The days of Holy Week are the most fitting for reflection and for humanity’s attempt to intellectually grasp the tragic heights of the Divine drama.
The gradual—and always temporary—pause in daily work gives way to the anticipation of the Resurrection and Easter, while book lovers can’t wait to dive into the pages of the new additions to their libraries.
Fans of “unique” publications can discover, at University Studio Press, the musical work of Archpriest Konstantinos Papagiannis on the Hymns of Holy and Great Week. This volume presents the texts of the Holy Week services in a musically arranged format, in a practical and straightforward manner. Undoubtedly, this publication is a one-of-a-kind resource for enthusiasts of Byzantine music and stands out as one of the most original works in its category.
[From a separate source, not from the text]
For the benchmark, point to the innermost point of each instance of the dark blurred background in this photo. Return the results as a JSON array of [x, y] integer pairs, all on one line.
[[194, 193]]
Alexandros Kosmatopoulos presents an equally insightful study of the world of the Gospels in his work “The Gospel Reader”, published by Patakis. Drawing on poetic discourse and the essay, Alexandros Kosmatopoulos approaches the Gospels with awe, love, and an unparalleled composure in deciphering the meanings of these sacred texts. The Κoine Greek of the Gospels lends them a directness that invites the listener to reflect beyond eras and circumstances. Alexandros Kosmatopoulos, refusing to align himself with dogmatic interpretations of the Gospels, argues that they come “to impart meaning and substance where nothing shines, where nothing is visible.” Ultimately, the Word of the Gospel, the parables, and the Light that shines in Hades constitute a powerful antidote to the cataclysmic nihilism of contemporary reality.
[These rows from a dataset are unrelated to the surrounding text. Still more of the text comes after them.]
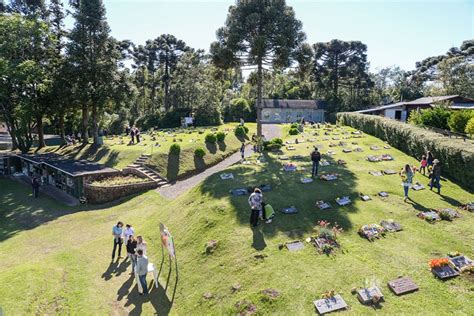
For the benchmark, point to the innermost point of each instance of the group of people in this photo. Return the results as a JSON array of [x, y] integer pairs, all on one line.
[[427, 163], [259, 209], [136, 251], [134, 133]]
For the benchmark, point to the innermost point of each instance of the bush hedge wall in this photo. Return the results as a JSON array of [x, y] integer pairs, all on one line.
[[455, 155]]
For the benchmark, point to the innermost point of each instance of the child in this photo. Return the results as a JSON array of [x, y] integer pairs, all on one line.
[[423, 164]]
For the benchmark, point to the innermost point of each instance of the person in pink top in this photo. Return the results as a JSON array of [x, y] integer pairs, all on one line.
[[423, 164]]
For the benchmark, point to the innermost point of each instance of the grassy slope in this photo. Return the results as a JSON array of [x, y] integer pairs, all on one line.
[[117, 155], [67, 267], [173, 167]]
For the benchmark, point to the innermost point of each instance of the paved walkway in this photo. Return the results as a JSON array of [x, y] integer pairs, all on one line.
[[175, 190]]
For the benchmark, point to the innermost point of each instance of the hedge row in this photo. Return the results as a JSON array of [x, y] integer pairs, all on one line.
[[455, 155]]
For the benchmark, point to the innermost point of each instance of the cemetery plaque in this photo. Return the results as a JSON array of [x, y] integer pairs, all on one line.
[[444, 272], [367, 295], [295, 245], [402, 286], [461, 261], [331, 304]]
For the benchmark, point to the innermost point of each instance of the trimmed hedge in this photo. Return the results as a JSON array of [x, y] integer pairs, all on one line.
[[175, 149], [455, 155], [210, 138]]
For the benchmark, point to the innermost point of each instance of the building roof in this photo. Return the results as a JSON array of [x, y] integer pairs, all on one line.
[[72, 167], [458, 103], [293, 104]]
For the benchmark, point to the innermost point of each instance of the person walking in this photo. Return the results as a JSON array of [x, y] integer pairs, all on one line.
[[129, 231], [255, 202], [315, 158], [429, 159], [131, 251], [141, 244], [142, 270], [436, 176], [117, 232], [407, 180], [242, 151], [35, 185]]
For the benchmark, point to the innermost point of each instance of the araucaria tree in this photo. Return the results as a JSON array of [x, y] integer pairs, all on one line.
[[93, 57], [261, 33]]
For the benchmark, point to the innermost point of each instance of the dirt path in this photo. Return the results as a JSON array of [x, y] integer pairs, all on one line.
[[175, 190]]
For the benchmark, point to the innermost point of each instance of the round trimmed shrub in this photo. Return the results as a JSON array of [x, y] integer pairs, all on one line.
[[199, 152], [175, 149], [293, 131], [220, 136], [241, 131], [210, 138]]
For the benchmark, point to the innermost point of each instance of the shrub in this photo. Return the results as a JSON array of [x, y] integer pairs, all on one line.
[[241, 131], [458, 121], [220, 136], [293, 131], [456, 158], [470, 127], [175, 149], [199, 152], [210, 138], [274, 144]]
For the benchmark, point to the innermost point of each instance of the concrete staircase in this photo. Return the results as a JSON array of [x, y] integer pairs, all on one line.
[[138, 168]]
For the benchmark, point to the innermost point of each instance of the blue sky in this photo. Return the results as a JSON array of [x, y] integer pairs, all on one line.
[[396, 32]]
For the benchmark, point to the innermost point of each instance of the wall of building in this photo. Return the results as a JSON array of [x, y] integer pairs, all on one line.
[[102, 194], [277, 115]]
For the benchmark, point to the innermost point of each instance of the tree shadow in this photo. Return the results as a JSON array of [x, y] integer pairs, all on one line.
[[199, 163], [211, 147], [287, 190], [222, 146], [172, 169]]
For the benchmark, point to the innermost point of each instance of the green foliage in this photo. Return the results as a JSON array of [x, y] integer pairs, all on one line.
[[293, 131], [199, 152], [210, 138], [220, 136], [470, 127], [458, 120], [175, 149], [241, 131], [274, 144], [456, 158]]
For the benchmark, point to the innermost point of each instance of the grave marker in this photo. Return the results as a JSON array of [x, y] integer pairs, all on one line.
[[402, 286]]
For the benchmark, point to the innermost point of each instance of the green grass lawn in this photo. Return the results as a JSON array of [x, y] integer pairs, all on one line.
[[58, 258], [117, 153]]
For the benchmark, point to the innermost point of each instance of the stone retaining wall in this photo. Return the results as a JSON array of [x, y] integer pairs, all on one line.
[[96, 194]]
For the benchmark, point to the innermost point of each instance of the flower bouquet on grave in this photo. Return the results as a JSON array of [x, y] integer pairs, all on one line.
[[447, 214], [372, 231]]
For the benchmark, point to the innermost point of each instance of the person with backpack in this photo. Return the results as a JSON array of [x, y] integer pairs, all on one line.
[[255, 202], [315, 158]]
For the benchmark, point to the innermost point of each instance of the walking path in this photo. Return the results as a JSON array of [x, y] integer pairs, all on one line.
[[175, 190]]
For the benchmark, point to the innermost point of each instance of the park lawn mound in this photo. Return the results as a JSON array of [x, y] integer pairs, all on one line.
[[252, 259], [246, 271], [174, 167]]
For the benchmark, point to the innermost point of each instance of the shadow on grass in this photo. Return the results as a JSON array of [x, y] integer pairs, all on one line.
[[222, 146], [19, 211], [172, 169], [287, 190]]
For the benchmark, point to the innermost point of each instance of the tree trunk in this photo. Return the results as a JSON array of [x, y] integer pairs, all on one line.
[[85, 123], [39, 127], [259, 97], [62, 133], [95, 125]]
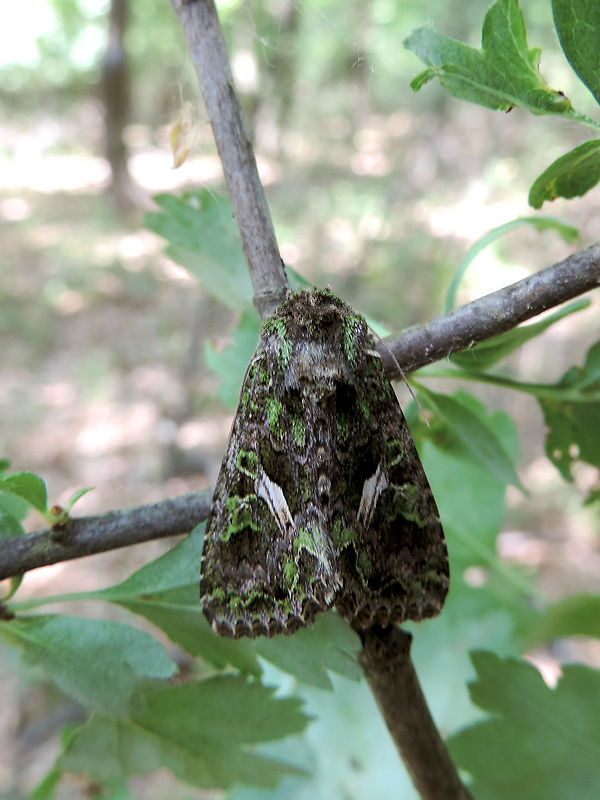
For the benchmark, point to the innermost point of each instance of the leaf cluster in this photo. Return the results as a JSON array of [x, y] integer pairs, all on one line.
[[259, 717], [505, 74]]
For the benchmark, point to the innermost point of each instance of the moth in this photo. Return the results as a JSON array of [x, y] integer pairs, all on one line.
[[321, 500]]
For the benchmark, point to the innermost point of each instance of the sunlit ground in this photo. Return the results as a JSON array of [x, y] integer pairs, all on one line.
[[96, 326]]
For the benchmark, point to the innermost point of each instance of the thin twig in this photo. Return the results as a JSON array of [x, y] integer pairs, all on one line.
[[202, 29], [563, 281], [90, 535], [495, 313], [385, 658]]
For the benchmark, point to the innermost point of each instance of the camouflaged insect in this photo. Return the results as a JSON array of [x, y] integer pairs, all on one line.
[[321, 500]]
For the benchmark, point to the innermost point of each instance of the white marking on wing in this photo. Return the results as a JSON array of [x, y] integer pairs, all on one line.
[[273, 496], [372, 489]]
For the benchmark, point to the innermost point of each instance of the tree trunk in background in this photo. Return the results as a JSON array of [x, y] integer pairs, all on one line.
[[117, 100]]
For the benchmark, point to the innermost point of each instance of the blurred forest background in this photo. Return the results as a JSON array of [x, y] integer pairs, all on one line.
[[374, 190]]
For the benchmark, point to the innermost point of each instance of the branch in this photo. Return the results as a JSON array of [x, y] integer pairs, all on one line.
[[90, 535], [385, 659], [202, 29], [413, 348], [493, 314]]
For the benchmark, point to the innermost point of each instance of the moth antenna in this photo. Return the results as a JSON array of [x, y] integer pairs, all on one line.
[[402, 375]]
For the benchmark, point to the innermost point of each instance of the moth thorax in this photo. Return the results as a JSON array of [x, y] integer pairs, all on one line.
[[317, 365]]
The Skiathos-born short-story writer Alexandros Papadiamantis, known by the nickname “Kosmokalogeros,” (monk) was that significant voice of modern Greek literature who captured in his pages not only the dialect of his native land, but also the customs, religious sentiments, and human types that have now been permanently obscured by the dust of time and modernization. Patakis Publications’ “Easter Stories” anthologizes sixteen of the most characteristic, festive and once-original short stories by the leading Greek writer, who occasionally glances toward Gogol’s paradox and Dostoevsky’s irony. In any case, stories such as “Childhood Easter” convey, in a cinematic manner, the awe in the face of the Resurrection service: “[…] After midnight, once the Resurrection had taken place and the entire church was aglow, the square too was lit up by the light of the candles, the children began to light matches and small firecrackers with a crackling sound outside in the narthex, and some ten-year-old boys were firing small pistols, others were throwing heavy nails with their heads down onto the floor tiles inside the church, startling and upsetting the poor old women, who, despite all the persecution the commissioners inflict upon them every year during Holy Week, seeking to confine them to the women’s gallery, no less persistently and intrusively within the church on the left, in the single niche. […]”

Remaining within the context of the anthology of prose and Orthodox Easter celebrations, one will be surprised by a visit to the anthology “Russian Easter Stories” (translated from Russian by Dimitris V. Triantafyllidis) and the immersion into the folk traditions of the land of the Rus. Bunin, Chekhov, Kuprin, Gogol, Martsinovsky… the anthology published by Epikentro covers two centuries of Russia’s great literary tradition. In the encounter between satire and reverence that Gogol attempts, it is impossible to resist and not shout along with his imaginary yet utterly real hero: “Christ is Risen! Only in Russia is this day celebrated as it should be.”